There’s something exhilarating about crossing an item off your to-do list.
No matter that said item was “shower” and you’re 27 years old and it’s a workday–knowing that you accomplished something after waking up feels awesome.
Unfortunately, using your to-do list this way is hardly a path to productivity.
So says Charles Duhigg, a Pulitzer Prize-winning journalist who recently authored a book about the science of productivity, titled “Smarter Faster Better.”
In the book, he quotes psychologist Timothy Pychyl, who explains that putting easy-to-achieve items at the top of your to-do list means you’re using that list for “mood repair,” and not to become productive. In other words, you’re grabbing onto the thrill of task completion, even if that task was ridiculously simple.

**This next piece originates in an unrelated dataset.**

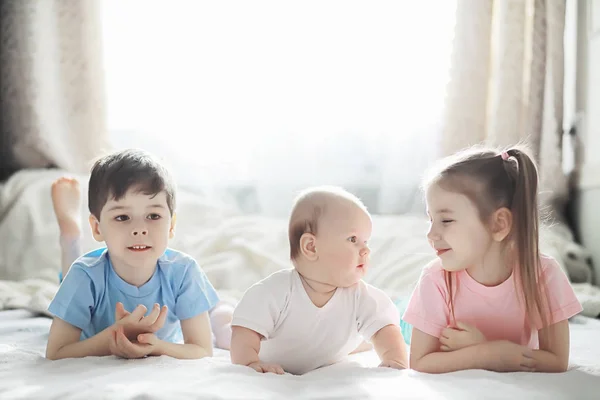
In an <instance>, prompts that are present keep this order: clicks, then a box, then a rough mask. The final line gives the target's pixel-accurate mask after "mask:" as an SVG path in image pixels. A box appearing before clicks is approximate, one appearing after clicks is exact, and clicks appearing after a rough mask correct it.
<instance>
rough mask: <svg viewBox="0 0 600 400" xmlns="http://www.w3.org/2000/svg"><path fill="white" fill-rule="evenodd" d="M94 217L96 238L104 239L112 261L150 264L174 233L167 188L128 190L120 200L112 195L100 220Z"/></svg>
mask: <svg viewBox="0 0 600 400" xmlns="http://www.w3.org/2000/svg"><path fill="white" fill-rule="evenodd" d="M93 220H94V217H92V218H91V221H90V222H91V224H92V231H93V233H94V237H95V238H96V240H99V241H105V242H106V246H107V247H108V249H109V251H110V257H111V261H112V262H113V264H119V265H127V266H129V267H131V268H141V267H151V266H153V265H155V264H156V262H157V260H158V258H159V257H160V256H161V255H162V254H163V253H164V252H165V250H166V248H167V244H168V241H169V239H170V238H171V237H173V229H174V220H173V218H172V217H171V213H170V211H169V207H168V205H167V196H166V193H165V192H160V193H157V194H156V195H147V194H144V193H140V192H137V191H134V190H129V191H128V192H127V193H126V194H125V196H124V197H123V198H121V199H119V200H115V199H114V198H111V199H109V200H108V201H107V202H106V204H105V205H104V207H103V208H102V211H101V213H100V221H99V222H98V221H97V220H96V221H95V222H94V221H93Z"/></svg>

Too many people fill their lists with easy tasks in order to experience the satisfaction of accomplishing something.
Okay, so what’s the alternative? Filling the top of your to-do list with huge goals that you know are near-impossible to achieve?

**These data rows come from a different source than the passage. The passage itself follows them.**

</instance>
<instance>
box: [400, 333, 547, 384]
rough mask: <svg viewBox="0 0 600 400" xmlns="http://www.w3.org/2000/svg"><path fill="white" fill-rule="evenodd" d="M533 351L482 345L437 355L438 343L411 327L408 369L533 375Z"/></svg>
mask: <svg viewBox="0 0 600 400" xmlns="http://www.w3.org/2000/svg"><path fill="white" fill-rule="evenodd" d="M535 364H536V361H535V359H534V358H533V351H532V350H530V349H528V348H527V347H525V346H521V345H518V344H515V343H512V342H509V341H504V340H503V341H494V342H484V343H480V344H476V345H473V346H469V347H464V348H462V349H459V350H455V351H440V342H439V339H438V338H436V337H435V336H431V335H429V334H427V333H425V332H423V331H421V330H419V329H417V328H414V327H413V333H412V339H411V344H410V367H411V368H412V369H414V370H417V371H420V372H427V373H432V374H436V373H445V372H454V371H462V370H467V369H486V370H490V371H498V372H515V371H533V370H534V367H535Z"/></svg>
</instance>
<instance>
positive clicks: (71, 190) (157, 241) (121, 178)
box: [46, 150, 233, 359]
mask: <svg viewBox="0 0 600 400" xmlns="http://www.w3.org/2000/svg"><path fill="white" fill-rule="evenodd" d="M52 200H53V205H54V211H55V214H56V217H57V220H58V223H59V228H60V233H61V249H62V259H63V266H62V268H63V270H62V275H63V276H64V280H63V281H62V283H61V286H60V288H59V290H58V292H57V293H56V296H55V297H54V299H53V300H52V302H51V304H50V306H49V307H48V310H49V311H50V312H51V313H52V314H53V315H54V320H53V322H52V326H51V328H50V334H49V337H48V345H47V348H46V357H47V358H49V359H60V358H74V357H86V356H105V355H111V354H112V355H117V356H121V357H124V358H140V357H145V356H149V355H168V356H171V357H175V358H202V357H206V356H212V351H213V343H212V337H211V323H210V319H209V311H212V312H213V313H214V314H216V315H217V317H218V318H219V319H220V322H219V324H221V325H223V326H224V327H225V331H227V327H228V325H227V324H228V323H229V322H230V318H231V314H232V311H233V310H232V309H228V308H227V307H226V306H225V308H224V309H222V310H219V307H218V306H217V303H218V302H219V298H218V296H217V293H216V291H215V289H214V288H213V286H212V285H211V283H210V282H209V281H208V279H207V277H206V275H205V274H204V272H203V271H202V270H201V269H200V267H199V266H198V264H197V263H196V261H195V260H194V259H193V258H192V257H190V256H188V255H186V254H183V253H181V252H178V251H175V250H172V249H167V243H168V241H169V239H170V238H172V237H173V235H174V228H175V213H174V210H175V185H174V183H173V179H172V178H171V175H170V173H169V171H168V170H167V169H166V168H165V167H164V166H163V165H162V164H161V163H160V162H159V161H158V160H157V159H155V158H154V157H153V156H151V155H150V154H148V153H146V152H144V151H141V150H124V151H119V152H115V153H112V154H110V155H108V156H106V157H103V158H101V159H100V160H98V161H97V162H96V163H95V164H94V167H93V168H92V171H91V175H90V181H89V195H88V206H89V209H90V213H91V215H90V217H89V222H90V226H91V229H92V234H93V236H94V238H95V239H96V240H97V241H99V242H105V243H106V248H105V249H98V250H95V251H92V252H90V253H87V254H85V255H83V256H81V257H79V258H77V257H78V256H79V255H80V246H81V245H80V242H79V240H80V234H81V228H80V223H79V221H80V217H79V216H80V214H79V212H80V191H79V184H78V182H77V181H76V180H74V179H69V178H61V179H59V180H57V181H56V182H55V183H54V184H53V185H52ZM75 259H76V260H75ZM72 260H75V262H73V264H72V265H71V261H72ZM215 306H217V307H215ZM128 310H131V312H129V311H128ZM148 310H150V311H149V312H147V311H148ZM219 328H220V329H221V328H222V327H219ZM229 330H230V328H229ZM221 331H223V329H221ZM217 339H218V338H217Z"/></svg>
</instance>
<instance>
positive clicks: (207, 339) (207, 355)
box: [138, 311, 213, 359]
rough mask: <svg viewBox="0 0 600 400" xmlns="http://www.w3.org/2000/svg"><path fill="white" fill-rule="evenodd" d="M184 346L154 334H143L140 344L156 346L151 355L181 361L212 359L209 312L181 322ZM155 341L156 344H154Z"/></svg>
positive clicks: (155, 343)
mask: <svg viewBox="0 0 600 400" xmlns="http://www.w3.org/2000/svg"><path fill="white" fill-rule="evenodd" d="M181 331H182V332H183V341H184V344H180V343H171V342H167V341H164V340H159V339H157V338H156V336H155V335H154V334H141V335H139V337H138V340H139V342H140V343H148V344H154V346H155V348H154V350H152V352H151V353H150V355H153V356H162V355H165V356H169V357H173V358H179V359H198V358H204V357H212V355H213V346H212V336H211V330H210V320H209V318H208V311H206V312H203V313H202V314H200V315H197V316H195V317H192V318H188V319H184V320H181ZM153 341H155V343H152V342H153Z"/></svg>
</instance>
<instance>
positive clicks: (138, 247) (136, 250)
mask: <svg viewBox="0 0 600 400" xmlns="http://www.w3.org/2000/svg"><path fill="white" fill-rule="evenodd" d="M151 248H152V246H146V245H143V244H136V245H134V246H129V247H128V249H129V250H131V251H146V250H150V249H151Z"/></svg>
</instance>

Not exactly. Duhigg suggests that the best to-do list strategy is pairing stretch goals and SMART goals.
Stretch goals are pretty much what they sound like–ambitious aims that might at first seem unachievable.

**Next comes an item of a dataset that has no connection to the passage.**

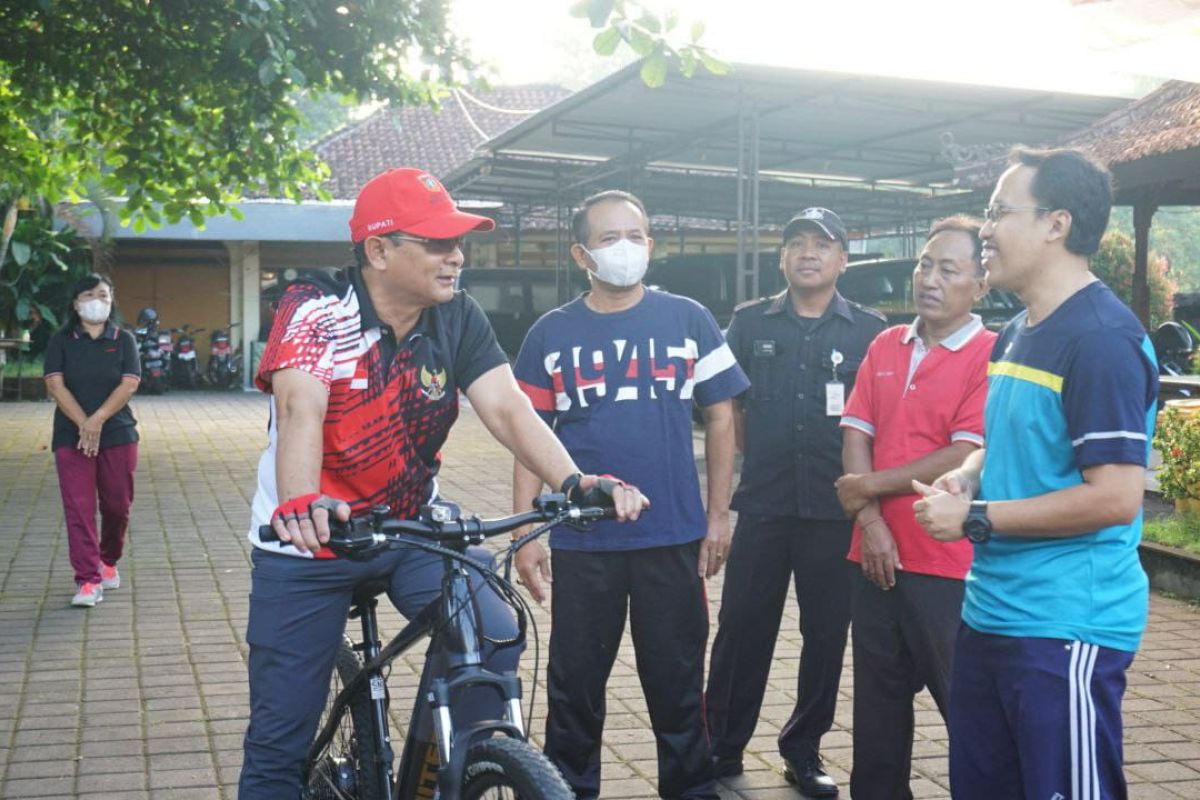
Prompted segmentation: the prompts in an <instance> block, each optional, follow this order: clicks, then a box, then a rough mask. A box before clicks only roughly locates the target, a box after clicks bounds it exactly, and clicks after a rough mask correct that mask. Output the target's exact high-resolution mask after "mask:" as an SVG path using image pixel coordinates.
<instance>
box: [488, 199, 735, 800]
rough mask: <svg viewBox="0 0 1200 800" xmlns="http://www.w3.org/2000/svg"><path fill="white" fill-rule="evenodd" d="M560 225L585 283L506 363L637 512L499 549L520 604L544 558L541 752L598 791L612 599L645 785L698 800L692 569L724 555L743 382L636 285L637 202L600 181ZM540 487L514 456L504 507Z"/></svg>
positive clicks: (584, 793) (698, 580)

SMART stands for “specific, measurable, achievable, realistic, timeline.” Basically, it’s a concrete plan.
Duhigg encouraged me to share one of my objectives for the next work week and helped me turn it into both stretch and smart goals. I told him I was trying to launch a series of articles on impression management.
Duhigg said that was a good stretch goal–but it wouldn’t help me much if I didn’t “break it down into something tangible,” a.k.a SMART goals. Here’s what we came up with:
Specific: Duhigg asked what I’d need to do to start writing the first article. I told him I’d need to find at least one scientific study on impression management.
Measurable: I estimated that I’d need to look through at least 10 studies in order to find one that I could write about.
Achievable: Duhigg had me confirm that I had access to all the scientific databases where these articles were stored. Otherwise, I wouldn’t be able to begin researching.
Realistic: I told Duhigg I could set the “snooze” alert on Slack, our office messaging system, and block off time in my calendar as “busy” so that I could have time to work on the project undisturbed.
Timeline: I’d work on this project between 9:00 and 11:00 a.m. the next day.
“That process took about a minute,” Duhigg said. “Now you have a plan.”
“It might not be robust enough,” he added, given that I might need to check out more research and speak with experts. “But at least you know where to start.”
Duhigg emphasizes that it’s the pairing of stretch and smart goals that leads to productivity.
As Pychyl told Duhigg, a stretch goal reminds you of your larger ambition so you know you aren’t just competing tasks to make yourself feel good.
Likewise, SMART goals ensure you never feel lost and you always know what to do next.
Note that you don’t need to adhere exactly to the SMART acronym. Duhigg writes: “What matters is having a large ambition and a system for figuring out how to make it into a concrete and realistic plan.”
In other words, you’re feeling good and getting stuff done–the best of both worlds.
“You want a system that rewards your brain over time,” Duhigg told me–one that says “this is what I want to be moving toward.”